YOUR SOLIN GENERATED RECIPE
Crispy Pork Carnitas Tacos with Fresh Cabbage Slaw
Enjoy the tantalizing flavors of tender, crispy pork carnitas paired with a refreshing red cabbage slaw, all wrapped in a warm, soft corn tortilla. This vibrant dish is accented with a burst of lime and avocado cream, balancing savory richness with a zesty finish.
INGREDIENTS
5 oz Pork Shoulder
1 small Corn Tortilla
1/2 cup shredded Red Cabbage
1/4 Avocado
1 tbsp Lime Juice
1 tsp Cumin
1 tsp Garlic Powder
Salt and Pepper (to taste)
2 tbsp Fresh Cilantro (chopped)
PREPARATION
Preheat your oven to 375°F. Pat the pork shoulder dry with paper towels.
Season the pork generously with cumin, garlic powder, salt, and pepper, ensuring all sides are coated.
Place the seasoned pork on a baking tray and roast in the preheated oven for 25-30 minutes until the edges become crispy.
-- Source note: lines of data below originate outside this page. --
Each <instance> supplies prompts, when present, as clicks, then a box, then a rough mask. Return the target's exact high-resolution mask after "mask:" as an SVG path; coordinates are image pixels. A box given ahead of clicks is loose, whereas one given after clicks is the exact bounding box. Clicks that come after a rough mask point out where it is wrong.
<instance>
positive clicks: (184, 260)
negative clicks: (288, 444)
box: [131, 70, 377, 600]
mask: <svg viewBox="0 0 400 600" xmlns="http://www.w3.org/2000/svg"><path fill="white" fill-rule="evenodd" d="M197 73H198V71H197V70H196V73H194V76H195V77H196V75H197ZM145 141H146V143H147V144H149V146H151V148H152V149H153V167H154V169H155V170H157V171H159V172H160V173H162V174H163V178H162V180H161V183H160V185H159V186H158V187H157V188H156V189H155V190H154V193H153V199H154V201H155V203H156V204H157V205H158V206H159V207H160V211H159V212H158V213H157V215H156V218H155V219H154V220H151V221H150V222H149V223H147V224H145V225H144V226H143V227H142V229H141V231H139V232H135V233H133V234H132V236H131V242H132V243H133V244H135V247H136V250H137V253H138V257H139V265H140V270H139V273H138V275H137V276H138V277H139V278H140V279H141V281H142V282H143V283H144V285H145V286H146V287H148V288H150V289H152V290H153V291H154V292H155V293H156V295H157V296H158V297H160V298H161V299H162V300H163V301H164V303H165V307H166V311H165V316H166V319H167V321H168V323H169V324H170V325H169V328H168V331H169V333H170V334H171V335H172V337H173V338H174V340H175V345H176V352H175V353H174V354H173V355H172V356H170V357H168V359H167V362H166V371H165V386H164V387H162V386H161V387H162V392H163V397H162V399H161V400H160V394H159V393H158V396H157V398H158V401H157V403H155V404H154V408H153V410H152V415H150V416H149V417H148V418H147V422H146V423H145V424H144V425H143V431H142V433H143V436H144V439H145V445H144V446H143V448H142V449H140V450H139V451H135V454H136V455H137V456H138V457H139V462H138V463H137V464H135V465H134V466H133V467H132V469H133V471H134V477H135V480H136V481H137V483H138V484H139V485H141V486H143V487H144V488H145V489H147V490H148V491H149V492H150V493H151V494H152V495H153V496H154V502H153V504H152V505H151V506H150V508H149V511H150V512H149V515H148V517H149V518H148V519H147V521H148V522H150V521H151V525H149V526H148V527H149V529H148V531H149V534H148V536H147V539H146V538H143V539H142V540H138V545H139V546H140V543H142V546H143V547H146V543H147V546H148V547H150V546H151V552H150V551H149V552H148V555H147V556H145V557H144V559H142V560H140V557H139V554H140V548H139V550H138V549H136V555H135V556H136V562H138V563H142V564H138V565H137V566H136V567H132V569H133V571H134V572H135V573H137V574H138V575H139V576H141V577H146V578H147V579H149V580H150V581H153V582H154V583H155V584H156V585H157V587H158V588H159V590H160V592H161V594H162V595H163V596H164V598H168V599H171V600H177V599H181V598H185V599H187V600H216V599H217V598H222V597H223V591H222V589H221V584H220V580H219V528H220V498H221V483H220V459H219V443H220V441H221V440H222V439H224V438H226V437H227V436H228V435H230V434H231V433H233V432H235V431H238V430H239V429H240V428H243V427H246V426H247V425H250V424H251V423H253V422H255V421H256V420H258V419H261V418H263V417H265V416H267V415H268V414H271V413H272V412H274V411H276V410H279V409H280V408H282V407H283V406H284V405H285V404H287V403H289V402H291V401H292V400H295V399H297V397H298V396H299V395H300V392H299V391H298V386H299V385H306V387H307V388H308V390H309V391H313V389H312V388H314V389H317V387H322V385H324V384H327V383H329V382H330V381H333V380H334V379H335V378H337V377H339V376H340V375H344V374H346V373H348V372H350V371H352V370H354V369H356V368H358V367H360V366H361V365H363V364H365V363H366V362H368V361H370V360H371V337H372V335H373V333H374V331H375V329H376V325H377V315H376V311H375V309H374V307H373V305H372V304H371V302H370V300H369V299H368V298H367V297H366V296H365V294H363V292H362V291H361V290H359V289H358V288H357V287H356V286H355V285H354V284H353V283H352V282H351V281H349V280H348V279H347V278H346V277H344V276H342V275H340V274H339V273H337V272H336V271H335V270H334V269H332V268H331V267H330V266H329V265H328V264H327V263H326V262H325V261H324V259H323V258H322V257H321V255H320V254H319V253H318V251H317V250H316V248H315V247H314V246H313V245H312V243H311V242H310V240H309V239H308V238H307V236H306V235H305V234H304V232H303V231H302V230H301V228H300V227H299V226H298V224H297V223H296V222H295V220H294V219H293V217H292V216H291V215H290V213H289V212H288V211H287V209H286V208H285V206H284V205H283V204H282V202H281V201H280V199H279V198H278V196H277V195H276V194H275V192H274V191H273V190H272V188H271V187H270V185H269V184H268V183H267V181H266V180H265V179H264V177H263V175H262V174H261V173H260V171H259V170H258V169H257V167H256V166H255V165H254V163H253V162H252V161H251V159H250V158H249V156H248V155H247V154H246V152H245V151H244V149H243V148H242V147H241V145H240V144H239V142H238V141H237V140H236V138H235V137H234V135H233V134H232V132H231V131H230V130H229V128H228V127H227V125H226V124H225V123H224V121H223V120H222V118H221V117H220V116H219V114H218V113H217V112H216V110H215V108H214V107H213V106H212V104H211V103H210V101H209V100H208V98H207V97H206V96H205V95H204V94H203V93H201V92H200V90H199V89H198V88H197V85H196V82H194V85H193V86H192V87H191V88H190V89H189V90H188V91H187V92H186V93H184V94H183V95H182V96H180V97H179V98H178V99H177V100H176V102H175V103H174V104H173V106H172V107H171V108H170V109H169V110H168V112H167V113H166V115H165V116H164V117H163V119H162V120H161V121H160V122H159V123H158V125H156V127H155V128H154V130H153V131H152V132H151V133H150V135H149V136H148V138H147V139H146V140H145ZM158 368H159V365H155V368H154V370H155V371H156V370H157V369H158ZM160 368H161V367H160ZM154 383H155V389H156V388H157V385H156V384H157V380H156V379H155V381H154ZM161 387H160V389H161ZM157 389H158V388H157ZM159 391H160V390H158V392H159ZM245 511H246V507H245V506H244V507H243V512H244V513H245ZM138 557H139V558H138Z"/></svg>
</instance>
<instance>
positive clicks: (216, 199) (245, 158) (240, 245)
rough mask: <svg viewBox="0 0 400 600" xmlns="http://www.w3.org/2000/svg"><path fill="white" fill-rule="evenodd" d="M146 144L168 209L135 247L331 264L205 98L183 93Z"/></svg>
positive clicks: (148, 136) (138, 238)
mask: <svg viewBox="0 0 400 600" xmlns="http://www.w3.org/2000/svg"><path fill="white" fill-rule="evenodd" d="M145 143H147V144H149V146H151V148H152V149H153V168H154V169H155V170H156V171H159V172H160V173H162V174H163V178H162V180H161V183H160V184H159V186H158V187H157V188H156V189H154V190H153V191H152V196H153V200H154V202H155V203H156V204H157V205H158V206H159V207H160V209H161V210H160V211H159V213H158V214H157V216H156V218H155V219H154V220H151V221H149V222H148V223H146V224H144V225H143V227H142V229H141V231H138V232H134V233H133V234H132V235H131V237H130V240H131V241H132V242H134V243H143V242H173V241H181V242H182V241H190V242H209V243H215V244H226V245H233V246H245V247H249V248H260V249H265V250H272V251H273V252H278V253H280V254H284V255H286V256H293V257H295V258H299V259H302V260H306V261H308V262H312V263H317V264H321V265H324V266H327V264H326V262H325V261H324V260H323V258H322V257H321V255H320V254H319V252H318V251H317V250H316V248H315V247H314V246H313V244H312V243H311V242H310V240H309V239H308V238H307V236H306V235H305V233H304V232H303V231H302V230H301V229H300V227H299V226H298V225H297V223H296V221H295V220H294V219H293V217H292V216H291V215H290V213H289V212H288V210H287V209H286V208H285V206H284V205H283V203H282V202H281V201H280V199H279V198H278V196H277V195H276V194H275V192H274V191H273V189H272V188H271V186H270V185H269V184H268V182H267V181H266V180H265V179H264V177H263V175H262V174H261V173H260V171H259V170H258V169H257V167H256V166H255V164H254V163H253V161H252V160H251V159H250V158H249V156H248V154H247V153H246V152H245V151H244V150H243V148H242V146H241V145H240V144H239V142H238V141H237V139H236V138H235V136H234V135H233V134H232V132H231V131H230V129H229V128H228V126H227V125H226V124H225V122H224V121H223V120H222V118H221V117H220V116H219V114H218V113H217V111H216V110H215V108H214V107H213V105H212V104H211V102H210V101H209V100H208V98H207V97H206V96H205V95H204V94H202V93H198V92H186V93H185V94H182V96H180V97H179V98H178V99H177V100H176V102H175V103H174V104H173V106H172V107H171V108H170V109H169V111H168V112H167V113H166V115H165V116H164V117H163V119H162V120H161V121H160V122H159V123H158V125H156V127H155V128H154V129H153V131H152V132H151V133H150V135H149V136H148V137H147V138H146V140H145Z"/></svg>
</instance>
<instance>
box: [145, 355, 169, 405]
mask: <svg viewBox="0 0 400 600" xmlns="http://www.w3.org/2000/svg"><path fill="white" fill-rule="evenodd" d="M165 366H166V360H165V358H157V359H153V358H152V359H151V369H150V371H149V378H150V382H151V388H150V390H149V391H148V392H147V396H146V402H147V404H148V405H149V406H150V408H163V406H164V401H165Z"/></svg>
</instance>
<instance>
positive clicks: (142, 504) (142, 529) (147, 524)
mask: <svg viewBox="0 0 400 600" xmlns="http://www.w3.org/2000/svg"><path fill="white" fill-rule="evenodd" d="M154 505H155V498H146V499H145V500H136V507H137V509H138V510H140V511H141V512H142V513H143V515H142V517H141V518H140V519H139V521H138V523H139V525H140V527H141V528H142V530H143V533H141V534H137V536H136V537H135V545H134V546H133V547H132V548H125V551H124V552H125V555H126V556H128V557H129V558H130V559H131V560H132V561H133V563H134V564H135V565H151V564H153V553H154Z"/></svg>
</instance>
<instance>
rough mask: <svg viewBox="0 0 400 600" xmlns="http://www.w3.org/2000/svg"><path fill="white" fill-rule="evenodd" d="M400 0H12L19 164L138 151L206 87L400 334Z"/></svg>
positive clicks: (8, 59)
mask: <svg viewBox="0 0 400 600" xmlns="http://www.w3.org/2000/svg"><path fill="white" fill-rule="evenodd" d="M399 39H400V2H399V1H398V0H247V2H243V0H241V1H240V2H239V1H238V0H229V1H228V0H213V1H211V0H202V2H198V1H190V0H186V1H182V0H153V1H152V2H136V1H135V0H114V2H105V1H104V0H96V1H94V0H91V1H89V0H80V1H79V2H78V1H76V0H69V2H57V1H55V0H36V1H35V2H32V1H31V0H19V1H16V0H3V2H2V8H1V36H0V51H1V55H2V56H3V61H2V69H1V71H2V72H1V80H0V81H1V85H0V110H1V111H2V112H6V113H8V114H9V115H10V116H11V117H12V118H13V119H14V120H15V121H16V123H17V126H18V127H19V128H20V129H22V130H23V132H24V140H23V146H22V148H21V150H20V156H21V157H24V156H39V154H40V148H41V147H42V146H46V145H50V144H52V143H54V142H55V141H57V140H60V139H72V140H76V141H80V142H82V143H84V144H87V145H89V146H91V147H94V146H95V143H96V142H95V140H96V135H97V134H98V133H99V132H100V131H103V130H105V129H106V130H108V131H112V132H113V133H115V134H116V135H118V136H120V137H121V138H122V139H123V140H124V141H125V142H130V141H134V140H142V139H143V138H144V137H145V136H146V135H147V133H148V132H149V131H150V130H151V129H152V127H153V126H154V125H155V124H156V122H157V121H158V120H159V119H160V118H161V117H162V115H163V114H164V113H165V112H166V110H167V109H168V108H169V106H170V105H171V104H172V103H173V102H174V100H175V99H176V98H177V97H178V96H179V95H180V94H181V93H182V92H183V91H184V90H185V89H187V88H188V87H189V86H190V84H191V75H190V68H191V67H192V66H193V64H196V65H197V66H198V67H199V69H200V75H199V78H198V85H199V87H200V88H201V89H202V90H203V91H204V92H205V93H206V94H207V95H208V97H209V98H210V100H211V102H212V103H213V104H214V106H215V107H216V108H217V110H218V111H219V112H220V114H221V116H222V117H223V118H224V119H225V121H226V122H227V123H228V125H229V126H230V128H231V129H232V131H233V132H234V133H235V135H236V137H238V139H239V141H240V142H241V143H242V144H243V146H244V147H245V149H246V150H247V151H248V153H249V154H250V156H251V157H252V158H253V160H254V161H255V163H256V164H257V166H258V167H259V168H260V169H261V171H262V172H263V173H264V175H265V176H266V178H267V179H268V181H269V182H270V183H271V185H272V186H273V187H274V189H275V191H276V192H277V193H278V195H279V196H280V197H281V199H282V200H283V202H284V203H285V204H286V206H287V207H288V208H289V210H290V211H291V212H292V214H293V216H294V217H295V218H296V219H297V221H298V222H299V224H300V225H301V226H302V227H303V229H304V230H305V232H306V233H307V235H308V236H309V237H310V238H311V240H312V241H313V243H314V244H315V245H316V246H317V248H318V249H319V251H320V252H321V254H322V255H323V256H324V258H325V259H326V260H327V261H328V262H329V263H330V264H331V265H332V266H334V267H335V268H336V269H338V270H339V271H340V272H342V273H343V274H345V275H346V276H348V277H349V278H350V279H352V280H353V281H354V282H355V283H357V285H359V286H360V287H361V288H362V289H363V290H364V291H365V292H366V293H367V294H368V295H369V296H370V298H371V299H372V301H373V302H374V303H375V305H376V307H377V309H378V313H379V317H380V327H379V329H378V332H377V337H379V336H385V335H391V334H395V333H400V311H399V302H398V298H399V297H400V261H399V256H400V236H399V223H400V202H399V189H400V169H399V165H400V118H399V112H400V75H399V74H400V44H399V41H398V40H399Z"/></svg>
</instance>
For extra crispiness, broil the pork for an additional 2-3 minutes, watching closely.
Remove the pork from the oven and let it rest for 5 minutes. Then, slice or shred the pork into bite-sized pieces.
In a small bowl, toss the shredded red cabbage with lime juice and chopped cilantro. Season with a pinch of salt if desired.
Warm the corn tortilla in a dry skillet over medium heat for about 30 seconds on each side, or wrap in a damp paper towel and microwave for 20 seconds.
Assemble the taco by layering the crispy pork onto the tortilla, followed by a generous serving of the fresh cabbage slaw. Top with avocado pieces.
Serve immediately and enjoy your nutrient-packed, flavorful meal!